Immune-inspired approaches to explainable and robust deep learning models
There is an increasing demand for both robust and explainable deep learning systems in real world applications. Recently, it has been shown that malicious examples can be crafted to fool deep learning models, the so-called adversarial attacks. For example, one can fool a self-driving car to drive over the speed limit by making minor modifications on the speed limit sign. Another extreme example is the one-pixel attack: an adversarial attack can be made by altering only one pixel of an image in order to fool deep neural networks.
Regarding the above, many efforts have been made to design deep learning models that are robust to adversarial attacks. On the other hand, explainable AI (XAI) can open the black box of deep learning models and generate explanations of the predictions made by deep models. In particular, model agnostic XAI approaches such as LIME and SHAP have been developed in recent years.

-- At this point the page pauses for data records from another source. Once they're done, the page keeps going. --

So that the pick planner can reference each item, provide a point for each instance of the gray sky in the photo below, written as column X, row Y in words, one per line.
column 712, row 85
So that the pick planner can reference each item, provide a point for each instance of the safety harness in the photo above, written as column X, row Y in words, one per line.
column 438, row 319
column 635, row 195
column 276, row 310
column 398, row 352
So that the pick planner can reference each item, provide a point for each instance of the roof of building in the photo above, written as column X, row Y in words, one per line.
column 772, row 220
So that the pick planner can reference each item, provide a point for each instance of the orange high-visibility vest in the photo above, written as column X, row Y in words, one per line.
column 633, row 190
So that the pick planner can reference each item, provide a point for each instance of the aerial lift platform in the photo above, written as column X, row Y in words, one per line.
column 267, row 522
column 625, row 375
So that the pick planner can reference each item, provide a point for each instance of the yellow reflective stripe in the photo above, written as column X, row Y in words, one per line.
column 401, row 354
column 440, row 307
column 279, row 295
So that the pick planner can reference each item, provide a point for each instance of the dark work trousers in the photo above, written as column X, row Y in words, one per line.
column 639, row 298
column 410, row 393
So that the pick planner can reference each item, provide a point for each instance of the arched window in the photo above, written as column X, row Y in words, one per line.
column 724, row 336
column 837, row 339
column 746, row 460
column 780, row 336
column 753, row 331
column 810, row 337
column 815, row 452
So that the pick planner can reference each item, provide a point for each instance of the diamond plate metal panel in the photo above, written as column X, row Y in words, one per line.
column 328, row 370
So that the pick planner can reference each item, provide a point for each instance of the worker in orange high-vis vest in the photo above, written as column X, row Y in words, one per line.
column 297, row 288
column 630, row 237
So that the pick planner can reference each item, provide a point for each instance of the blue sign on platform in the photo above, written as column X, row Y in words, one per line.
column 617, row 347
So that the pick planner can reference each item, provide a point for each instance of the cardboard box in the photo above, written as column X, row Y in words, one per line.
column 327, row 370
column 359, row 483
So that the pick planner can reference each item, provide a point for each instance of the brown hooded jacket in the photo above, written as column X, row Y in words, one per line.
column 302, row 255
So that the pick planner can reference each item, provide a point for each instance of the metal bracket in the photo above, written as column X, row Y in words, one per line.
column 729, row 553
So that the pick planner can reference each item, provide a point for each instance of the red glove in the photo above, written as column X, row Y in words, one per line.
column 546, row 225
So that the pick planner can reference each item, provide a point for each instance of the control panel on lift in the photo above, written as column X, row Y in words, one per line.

This project aims to explore the use of artificial immune systems (AIS) to facilitate building deep learning models that are robust against malicious attacks. We are interested in how the immune-inspired approaches can be used as a principled approach to designing robust models that can recognise adversarial attacks, just like how antibodies in our immune systems effectively recognise attacks from viruses or bacteria. We will investigate the potential of major immune-inspired algorithms (i.e., immune network approaches, clonal selection, and negative selection algorithm) as applied to train robust deep learning models by leveraging existing adversarial defence methods and proposing novel defence strategies.
Furthermore, within the immune-inspired framework for designing models, we will investigate the design of XAI systems which can explain the predictions of not only normal data samples, but also adversarial attacks. This will help better understand the characteristics of the attacks and provide insights when a deep learning model fails to identify an attack. Such insights will be fed back to our immune-inspired framework for further model improvement.